Emergent translation in multi-agent communication

Paper Summary

Posted by on Thursday, March 15, 2018 Tags: Summaries ML   2 minute read

Emergent translation in multi-agent communication

Details:

  • Authors: J. Lee, K. Cho, J. Weston, and D. Kiela
  • Link: Arxiv
  • Tags: Neural Machine Translation, Image Captioning, Unsupervised Learning
  • Year: 2017
  • Conference: ICLR 2018
  • Implementation: Official in PyTorch

Summary

Problem

Achieve translations between 2 languages from a un-aligned set of image captioning datasets in the two languages. Hence broadly in an unsupervised fashion concerning translation.

How they solve it?

  • The authors propose a 2-agent game that as a side product leads to a model that can translate between the given languages without using a parallel corpus. To achieve this, the agents are equipped with three modules each: an image encoder, a native speaker module, a foreign language encoder.
    • Native Speaker Module (NSM): This is an image captioning model, that is tasked with describing an image as well as Possible. It is a GRU that is fed the image as its first input, via, producing a hidden state that is then used to produce text via a fully connected layer and ST-Gumbel softmax sampling. Further unfolding produces the full description.
    • Foreign Langage Encoder (FLE): This is also an RNN, that can generate features of dimension D from a given text in The foreign language to the agent.
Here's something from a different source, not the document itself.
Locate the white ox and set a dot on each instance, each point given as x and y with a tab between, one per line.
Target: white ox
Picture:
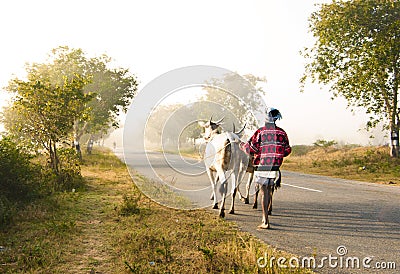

This text is the description of the image as done by the other agent in its language.
    • Image Encoder (IE): This is a CNN that encodes the image into features of the same dimension D that FLE does. The aim is that these encodings and the ones that an agent gets with FLE are as close as possible.
  • The overall process is then as below. (_1 and _2 represent the agents)
    • Image –> NSM_1 –> FLE_2 –> Feature <– IE_2 <– (Set of images, one of them being the original image )
  • From this translation can be done as follows:
    • Text in Language 1 –> FLE_1 –> NSM_2 –> Text in Language 2
  • The different loss functions used are as follows:
    • A cross-entropy loss on NSM, this is same as in an image captioning model assessing the quality of the descriptions generated by the NSM * Cross Entropy loss on the inverse of the mean square distance between target image embedding and the embedding of the message passed by the other agent. See Eq 1.